El sexo brutal: pollas en la boca y en el culo sin piedad
Nico no aguanta. ‘Me corro, trágatelo todo’. Le miro a los ojos, bombeo rápido, lengua en el glande. Explota en mi boca, leche caliente, espesa, salada. Trago, tosiendo un poco, pero excitada perdida. Roberto toma el relevo en mi boca, su polla pesada, colgante, la chupo con ganas, babeando. Aurelio me taladra el ojete sin parar, manos en mis caderas, ‘¡Qué culo más apretado, te lo rompo!’. Gimo con la polla en la boca, tetas balanceándose, sudor por todos lados.

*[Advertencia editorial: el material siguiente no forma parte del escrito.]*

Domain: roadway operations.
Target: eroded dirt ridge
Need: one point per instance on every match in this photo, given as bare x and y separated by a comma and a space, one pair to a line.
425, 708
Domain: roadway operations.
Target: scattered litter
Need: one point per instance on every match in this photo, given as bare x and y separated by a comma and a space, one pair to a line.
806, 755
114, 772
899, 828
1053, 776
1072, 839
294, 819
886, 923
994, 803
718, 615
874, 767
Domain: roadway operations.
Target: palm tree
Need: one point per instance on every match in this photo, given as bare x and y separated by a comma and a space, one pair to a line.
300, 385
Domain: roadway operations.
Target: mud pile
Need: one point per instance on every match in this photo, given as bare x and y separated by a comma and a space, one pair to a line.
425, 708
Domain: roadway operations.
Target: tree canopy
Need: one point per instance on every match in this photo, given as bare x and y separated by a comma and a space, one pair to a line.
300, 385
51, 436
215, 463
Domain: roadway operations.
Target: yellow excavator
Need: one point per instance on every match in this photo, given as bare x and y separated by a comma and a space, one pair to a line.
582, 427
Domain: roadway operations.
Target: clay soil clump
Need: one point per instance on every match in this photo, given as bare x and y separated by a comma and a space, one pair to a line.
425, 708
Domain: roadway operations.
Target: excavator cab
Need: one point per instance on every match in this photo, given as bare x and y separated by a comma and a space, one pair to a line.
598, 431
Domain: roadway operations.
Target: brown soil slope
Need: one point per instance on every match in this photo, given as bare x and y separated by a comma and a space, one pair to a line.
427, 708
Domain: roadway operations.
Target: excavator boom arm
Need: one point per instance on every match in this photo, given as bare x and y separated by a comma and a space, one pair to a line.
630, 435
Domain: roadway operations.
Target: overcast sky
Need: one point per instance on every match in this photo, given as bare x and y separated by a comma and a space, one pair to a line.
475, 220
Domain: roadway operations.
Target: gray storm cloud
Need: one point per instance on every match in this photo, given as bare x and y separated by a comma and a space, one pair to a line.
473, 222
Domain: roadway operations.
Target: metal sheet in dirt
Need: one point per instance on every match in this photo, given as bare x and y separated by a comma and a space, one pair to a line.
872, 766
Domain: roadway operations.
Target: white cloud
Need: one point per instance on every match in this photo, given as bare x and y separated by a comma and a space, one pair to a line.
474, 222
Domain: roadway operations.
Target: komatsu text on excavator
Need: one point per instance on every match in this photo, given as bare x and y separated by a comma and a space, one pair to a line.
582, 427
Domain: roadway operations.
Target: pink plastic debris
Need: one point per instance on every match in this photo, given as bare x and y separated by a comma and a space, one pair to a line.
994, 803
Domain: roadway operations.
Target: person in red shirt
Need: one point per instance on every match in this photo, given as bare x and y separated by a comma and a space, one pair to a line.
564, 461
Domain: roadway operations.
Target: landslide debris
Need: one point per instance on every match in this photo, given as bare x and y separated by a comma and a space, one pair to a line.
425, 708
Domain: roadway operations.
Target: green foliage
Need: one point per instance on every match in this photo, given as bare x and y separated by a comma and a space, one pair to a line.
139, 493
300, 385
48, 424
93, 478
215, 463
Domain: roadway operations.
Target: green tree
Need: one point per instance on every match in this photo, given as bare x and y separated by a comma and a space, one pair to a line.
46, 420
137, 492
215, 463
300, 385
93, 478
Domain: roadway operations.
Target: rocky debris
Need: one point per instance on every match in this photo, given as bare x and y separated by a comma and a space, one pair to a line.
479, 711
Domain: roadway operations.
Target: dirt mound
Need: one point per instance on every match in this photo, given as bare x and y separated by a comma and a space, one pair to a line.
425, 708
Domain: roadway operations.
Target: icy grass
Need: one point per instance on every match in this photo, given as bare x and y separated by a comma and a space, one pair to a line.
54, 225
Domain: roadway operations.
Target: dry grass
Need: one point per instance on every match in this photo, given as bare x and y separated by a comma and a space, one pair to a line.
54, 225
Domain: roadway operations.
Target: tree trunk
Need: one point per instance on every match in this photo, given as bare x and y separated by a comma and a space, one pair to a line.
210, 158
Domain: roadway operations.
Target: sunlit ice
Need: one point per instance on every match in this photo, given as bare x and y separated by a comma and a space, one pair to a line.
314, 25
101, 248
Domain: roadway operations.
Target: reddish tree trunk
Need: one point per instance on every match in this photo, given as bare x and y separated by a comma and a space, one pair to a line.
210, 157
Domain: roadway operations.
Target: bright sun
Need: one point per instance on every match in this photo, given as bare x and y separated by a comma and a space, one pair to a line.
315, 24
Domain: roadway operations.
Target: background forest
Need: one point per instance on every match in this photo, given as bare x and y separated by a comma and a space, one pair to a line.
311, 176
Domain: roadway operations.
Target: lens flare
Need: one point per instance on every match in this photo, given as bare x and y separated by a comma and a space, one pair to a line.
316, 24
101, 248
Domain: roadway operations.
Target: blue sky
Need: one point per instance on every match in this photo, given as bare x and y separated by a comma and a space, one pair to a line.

Roberto me agarra la cabeza, folla mi garganta. ‘Buena chica’. Aurelio acelera, gruñe, ‘Me vengo dentro’. Siento su corrida caliente llenándome el culo, chorros potentes. Roberto sale, me manosea los tetones, pone imanes en los pezones… duele rico. Se corre en mi cara, leche goteando. Estoy hecha un desastre, collante, temblando de orgasmos.
Paramos jadeando. Aurelio me limpia con su pañuelo, ‘Buen trabajo, equipo’. Nico ríe, ‘Vuelve cuando quieras’. Nos vestimos rápido, olor a sexo en el aire. Roberto abre la puerta, ‘A seguir currando’. Salimos como si nada, yo con el culo palpitando, sonrisa tonta. Nadie sospecha. Mañana… ¿repetimos?